POTD- PROJECT OF THE DAY: What Did You Make In Your Shop Today?

Yeah, I guess I'm the canary if there was a leak in the tank! Funny thing is I drove a Ford Pinto while going to college if you recall the drama with those. At least with the truck there's a dump box to help if I was rear-ended!
well, you know the old marketing line.. Ford has a better idea.... NOT..
 
Last night I had some quality seat time on the Kubota . Sawed up 4 old bed frames and loaded them in the firepit and lit them up along with last years Christmas trees . Lit the sky up pretty good ! :grin: Todays job is to get the garden weeded out and take the PTO implements back down to the other house . General clean up . 50 and sunny at the moment . If it stays nice , I'll dig into the JD tractor project this evening . :encourage:
 
well, you know the old marketing line.. Ford has a better idea.... NOT..
I recall having to take the Pinto in for a couple of safety recalls on the tank. As I recall, the original problem was that a rear-end "bump" would drive the tank forward where it could be punctured by a bolt head or two. The first fix was to put a deflecting plate between the tank and the cross-member with the exposed bolt heads. Problem was, the plate was angled so the forward end of the tank was deflected down which then twisted off the fuel fill pipe (leaving a big hole).

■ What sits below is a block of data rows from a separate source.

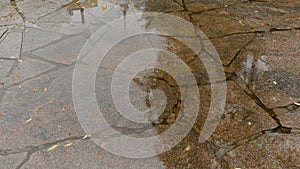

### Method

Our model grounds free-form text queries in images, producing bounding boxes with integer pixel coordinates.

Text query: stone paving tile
[23,28,62,52]
[196,82,277,146]
[0,67,85,150]
[0,0,300,169]
[3,57,55,86]
[0,28,23,59]
[22,140,165,169]
[0,4,23,26]
[0,59,16,84]
[32,35,87,64]
[232,31,300,108]
[224,134,300,169]
[18,0,59,22]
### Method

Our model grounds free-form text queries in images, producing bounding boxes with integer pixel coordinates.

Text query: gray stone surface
[32,35,86,64]
[3,58,55,86]
[23,28,62,52]
[0,0,300,169]
[0,29,23,59]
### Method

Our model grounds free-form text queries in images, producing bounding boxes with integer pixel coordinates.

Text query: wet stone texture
[0,0,300,169]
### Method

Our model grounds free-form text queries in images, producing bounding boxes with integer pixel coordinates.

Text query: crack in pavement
[0,136,89,169]
[10,0,28,23]
[0,28,9,44]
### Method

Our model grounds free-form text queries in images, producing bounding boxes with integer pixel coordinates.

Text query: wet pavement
[0,0,300,169]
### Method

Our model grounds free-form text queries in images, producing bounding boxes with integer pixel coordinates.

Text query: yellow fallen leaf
[47,144,58,151]
[97,151,103,159]
[25,118,33,123]
[294,103,300,106]
[64,142,73,147]
[82,134,91,140]
[177,101,181,108]
[48,98,56,103]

I recall (no pun intended) bringing it back for a couple of other recall fixes. One was to do something at the fuel fill neck to tank to keep it from twisting off; maybe a rubber hose connection so there'd be some compliance? Another recall was to change the original deflecting plate so instead of angling the tank down, it was pushed up to the bottom of the floor pan.

That's all memory-bank recalls from around 1977-78, so don't quote me on it!
 
Fuel tanks in the cab were common to most all of the older trucks. Life was just more exciting back in the day. ;) Mike
I used to see them saddled on the side, at least I thought... maybe my mind is playing tricks.. IH, Chevy?
 
Chevy was guilty of the same "crime". Most of light heavy trucks, C-series for GM, F series for Ford used the same cabs as the pickups with different fender openings for the larger wheels. The larger over the road trucks generally had saddle tanks. Mike

I used to see them saddled on the side, at least I thought... maybe my mind is playing tricks.. IH, Chevy?
 
Fuel tanks in the cab were common to most all of the older trucks. Life was just more exciting back in the day. ;) Mike
Chevy truck gas tanks were behind seat. Corvairs had same problem with gas tank ruptures as pintos except front instead of rear in accidents. I built mounts and installed a modified 302 and c4 trans with 9” rear in a 71 pinto. It was fast. Went thru rear tires quick.